Un prêt subprime est en effet souvent composé :

- d’un prêt à taux fixe attractif sur 2 ou 3 ans

- qui se transforme en prêt à taux variable à un taux beaucoup moins favorable ensuite. Cette évolution peut entraîner une forte augmentation des charges financières pour les emprunteurs. Ce passage d’un taux fixe attractif à un taux variable (taux de marché) beaucoup moins attractif s’appelle le «reset».

Une telle structuration de prêt fonctionne très bien tant que les prix de l’immobilier sont orientés à la hausse et que les taux restent bas. A l’issue des 2 ou 3 ans de taux promotionnel, l’emprunteur subprime a en effet la possibilité de profiter des taux de marché bas et, éventuellement, de la concurrence entre banques pour refinancer son prêt. Il peut également choisir de revendre son bien dont le prix a augmenté et rembourser ainsi son prêt par anticipation tout en bénéficiant d’une plus-value à la revente.

En revanche, en période de hausse des taux et de baisse des prix de l’immobilier, la situation peut devenir très délicate pour les emprunteurs subprimes. Les charges financières liées au prêt augmentent très fortement du fait du «reset». La baisse des prix de l’immobilier fait que l’emprunteur n’a plus la possibilité de revendre son bien à un prix intéressant.

Il ne trouve par ailleurs plus de banques pour refinancer son prêt. Déjà fragiles financièrement, les emprunteurs subprimes se retrouvent alors dans l’impossibilité de rembourser leur prêt et voient leur banque saisir leur bien immobilier. C’est le mécanisme qui est à l’œuvre aujourd’hui.

La contagion de la crise : le mécanisme de la titrisation

A priori, compte tenu du montant des encours, la crise liée à l’augmentation du taux de défaut de paiement sur les crédits subprime aurait dû avoir un impact limité sur la finance internationale en général et les banques américaines en particulier.

La crise telle que nous la connaissons aujourd’hui vient du fait que les banques n’ont pas gardé ces créances subprime dans leur bilan mais qu’elles les ont titrisées (Voir Focus sur le mécanisme de la titrisation) et vendues sous cette forme à de multiples investisseurs.

La titrisation a aujourd’hui 2 conséquences principales :
- personne ne sait précisément quel établissement est exposé au subprime, ni pour quel montant
- les banques ont cessé de se faire confiance entre-elles.

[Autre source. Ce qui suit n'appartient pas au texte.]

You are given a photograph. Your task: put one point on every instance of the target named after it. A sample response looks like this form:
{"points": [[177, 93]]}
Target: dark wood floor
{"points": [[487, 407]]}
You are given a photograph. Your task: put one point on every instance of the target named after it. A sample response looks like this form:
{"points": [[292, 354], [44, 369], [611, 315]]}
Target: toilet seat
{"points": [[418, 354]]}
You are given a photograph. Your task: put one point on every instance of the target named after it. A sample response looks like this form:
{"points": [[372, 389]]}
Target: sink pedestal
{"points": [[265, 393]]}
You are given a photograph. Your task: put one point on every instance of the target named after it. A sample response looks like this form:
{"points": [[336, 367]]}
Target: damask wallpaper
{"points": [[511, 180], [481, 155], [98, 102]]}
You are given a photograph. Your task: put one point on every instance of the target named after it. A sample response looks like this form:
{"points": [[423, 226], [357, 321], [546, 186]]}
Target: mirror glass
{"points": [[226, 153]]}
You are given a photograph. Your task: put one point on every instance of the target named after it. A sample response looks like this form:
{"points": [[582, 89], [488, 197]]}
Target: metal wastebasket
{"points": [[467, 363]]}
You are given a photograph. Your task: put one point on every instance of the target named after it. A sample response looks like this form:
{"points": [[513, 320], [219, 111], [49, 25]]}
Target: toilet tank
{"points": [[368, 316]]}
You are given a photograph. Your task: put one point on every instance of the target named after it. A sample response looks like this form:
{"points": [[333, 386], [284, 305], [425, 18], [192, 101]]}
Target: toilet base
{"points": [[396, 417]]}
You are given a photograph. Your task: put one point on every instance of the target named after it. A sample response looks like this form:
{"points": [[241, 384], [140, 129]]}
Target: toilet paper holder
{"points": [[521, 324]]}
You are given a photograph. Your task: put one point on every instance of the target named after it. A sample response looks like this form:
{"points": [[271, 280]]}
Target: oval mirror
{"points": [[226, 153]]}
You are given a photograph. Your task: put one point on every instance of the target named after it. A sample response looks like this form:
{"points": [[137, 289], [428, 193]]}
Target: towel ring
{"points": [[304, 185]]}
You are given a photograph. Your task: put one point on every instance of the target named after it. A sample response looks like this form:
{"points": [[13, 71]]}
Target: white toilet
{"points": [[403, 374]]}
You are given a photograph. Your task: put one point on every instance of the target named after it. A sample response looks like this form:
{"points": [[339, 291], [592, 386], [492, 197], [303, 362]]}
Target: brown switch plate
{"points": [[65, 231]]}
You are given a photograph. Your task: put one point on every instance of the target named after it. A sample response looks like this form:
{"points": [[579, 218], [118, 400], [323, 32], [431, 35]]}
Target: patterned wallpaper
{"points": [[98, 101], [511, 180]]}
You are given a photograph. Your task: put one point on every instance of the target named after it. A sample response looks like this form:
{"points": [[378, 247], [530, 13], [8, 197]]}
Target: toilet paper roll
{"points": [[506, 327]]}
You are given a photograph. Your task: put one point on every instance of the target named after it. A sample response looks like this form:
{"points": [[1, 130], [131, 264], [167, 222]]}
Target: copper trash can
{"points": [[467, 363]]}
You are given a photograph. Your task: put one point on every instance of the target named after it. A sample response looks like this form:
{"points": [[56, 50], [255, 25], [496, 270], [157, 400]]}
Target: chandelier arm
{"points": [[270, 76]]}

Il s’agit donc aujourd’hui d’une crise de confiance. C’est cette crise de confiance qui paralyse les marchés, touchant par là tous les secteurs de la titrisation -soit plus de 5 000 milliards de dollars d’actifs financiers- ainsi que l’ensemble du marché interbancaire.

Focus sur le mécanisme de la titrisation

Une banque A vend des créances à une société B, qui n’a d’autre activité que d’acheter ces créances. La société B finance l’achat de ces créances en émettant des titres (ce pourquoi on parle de «titrisation»), dont le remboursement est gagé sur le remboursement des créances que la société B avait acheté à la banque A.

Il y a donc un transfert du risque sur ces créances, de la banque vers les investisseurs. Parmi les investisseurs, on retrouve un nombre important de banques qui ont titrisé leurs propres créances d’un côté et acheté des titrisations émises par d’autres banques de l’autre.

Depuis le début de la crise (été 2007), ce marché de la titrisation est quasiment fermé, de sorte que les investisseurs se retrouvent avec des titres émis par les entités de titrisation qui ne sont plus liquides et dont la valeur a fortement diminué. Par ailleurs, la composition exacte de ces multiples véhicules de titrisation (lesquels contiennent du subprime ? Dans quelle proportion ?) est devenue difficile à connaître, ce qui explique la crise de confiance.

Un autre point a également renforcé cette crise de confiance : c’est le fait d’avoir retrouvé ce type de produits dans les bilans des banques américaines, des banques européennes ou dans les fonds monétaires dynamiques commercialisés par de grands gestionnaires d’actifs.